In my first semester at Oberlin in 1973, I set to music a poem called The Knife, by Jean Valentine. By chance, the poet came to campus the following spring to give a reading. I walked up to her after her reading and showed her my piece. Not dreaming how impressed a famous poet might be by a young man’s adolescent homage, I hadn’t made a copy of the score, but she was so visibly touched by my effort that I impulsively gave her my only final copy.
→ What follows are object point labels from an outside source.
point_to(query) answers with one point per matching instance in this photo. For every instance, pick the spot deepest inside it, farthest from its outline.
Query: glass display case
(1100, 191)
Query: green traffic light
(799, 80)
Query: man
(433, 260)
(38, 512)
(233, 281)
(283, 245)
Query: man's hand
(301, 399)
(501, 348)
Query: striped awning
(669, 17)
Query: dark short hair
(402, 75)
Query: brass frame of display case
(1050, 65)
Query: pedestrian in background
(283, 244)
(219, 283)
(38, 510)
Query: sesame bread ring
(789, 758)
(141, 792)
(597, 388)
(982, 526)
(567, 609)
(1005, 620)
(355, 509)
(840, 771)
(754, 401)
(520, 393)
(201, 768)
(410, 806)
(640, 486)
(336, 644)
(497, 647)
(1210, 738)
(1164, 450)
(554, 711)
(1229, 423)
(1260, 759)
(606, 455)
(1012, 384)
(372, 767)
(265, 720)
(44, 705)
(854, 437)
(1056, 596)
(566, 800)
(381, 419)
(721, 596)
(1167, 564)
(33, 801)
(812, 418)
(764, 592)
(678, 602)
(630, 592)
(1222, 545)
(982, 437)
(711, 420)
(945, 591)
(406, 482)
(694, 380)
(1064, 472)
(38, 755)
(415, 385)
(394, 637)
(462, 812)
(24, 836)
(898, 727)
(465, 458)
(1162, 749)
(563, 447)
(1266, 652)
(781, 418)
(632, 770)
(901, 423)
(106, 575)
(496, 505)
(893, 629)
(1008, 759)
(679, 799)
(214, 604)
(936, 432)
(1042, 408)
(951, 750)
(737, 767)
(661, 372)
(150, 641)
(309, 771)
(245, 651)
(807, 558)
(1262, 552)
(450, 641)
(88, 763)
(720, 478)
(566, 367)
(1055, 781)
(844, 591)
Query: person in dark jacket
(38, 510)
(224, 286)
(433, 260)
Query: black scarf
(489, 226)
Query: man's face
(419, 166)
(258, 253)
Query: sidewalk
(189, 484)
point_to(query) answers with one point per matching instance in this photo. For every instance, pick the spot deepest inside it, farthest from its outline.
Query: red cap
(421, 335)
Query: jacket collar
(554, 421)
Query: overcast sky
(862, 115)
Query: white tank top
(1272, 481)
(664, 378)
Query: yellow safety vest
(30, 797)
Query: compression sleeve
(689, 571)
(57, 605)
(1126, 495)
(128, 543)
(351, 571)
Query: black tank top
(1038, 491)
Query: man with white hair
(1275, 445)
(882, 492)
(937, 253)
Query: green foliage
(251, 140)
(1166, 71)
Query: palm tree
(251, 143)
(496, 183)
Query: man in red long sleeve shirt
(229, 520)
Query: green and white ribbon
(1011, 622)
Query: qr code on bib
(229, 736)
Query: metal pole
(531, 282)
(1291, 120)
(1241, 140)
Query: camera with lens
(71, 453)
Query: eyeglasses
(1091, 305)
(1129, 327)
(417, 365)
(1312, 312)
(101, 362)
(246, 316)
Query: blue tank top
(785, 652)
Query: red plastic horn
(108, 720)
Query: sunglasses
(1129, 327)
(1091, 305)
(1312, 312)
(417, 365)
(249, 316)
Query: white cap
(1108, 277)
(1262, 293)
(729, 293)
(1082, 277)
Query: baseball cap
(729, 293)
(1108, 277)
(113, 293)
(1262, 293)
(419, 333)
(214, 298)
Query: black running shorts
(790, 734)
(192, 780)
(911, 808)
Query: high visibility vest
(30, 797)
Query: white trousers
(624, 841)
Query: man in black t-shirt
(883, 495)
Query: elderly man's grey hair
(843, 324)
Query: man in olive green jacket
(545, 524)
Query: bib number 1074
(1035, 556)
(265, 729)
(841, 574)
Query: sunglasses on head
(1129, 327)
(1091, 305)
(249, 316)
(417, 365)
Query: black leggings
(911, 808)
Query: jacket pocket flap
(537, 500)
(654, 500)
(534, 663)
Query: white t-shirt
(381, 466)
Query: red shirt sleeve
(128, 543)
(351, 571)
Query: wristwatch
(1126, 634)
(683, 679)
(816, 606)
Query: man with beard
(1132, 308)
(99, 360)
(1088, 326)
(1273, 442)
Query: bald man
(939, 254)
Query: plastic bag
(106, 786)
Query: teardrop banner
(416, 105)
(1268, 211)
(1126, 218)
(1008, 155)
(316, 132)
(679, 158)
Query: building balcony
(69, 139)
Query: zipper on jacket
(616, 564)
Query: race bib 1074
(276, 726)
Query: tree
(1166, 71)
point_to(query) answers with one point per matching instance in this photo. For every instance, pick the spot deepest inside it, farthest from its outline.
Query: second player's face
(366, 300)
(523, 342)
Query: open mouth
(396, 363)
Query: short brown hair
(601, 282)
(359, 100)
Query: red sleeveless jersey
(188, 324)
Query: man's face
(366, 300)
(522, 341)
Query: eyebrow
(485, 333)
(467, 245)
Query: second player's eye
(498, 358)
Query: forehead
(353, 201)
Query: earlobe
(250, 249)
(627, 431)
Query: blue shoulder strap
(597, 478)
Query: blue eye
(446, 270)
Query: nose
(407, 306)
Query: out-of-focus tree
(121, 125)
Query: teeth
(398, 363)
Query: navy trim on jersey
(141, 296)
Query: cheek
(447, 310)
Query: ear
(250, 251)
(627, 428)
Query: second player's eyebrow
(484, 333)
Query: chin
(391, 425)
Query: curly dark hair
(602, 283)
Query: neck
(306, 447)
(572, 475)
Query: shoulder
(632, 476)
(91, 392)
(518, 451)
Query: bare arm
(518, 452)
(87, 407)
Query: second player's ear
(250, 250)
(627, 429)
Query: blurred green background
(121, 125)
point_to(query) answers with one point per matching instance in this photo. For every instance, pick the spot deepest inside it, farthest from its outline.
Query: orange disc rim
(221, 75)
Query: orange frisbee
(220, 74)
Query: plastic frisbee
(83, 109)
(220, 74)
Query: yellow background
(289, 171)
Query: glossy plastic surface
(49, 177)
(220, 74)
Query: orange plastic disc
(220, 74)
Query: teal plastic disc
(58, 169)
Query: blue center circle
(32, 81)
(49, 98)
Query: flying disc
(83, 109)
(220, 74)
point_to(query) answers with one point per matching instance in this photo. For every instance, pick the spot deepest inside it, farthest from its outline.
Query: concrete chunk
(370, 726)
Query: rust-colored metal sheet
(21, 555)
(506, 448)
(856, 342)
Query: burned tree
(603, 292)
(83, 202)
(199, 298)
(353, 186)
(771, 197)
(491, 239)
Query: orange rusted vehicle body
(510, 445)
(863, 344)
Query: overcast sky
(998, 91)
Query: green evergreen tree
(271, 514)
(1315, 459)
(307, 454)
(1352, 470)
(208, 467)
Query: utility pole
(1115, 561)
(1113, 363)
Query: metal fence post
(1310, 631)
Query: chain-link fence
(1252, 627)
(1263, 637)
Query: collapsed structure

I’ve never minded the loss: it was an angularly atonal, poorly thought-out piece for soprano, flute, and piano, written under the influence of Berio’s Circles, and not a good imitation at that (though I must say that my schoolmates thought it an impressively noisy piece for a freshman).
This weekend I noticed that Jean Valentine – now the New York State Poet, it seems (anyone know who our state composer is?) – was giving a reading at Bard. I couldn’t resist going, walked up afterward and reintroduced myself. I managed to quote the last two lines of the poem, which seem typical ones for her:
And every molecule of every object here will swell with life,
And someone will be at the door.
I’m not sure she really remembered me, though she certainly remembered the poem, but she introduced me to her daughter, who teaches part-time at Bard. It turns out that Valentine’s first husband was the late James Chace, Bard’s star political historian for many years. I guess I can get used to her streaking through my life every 35 years.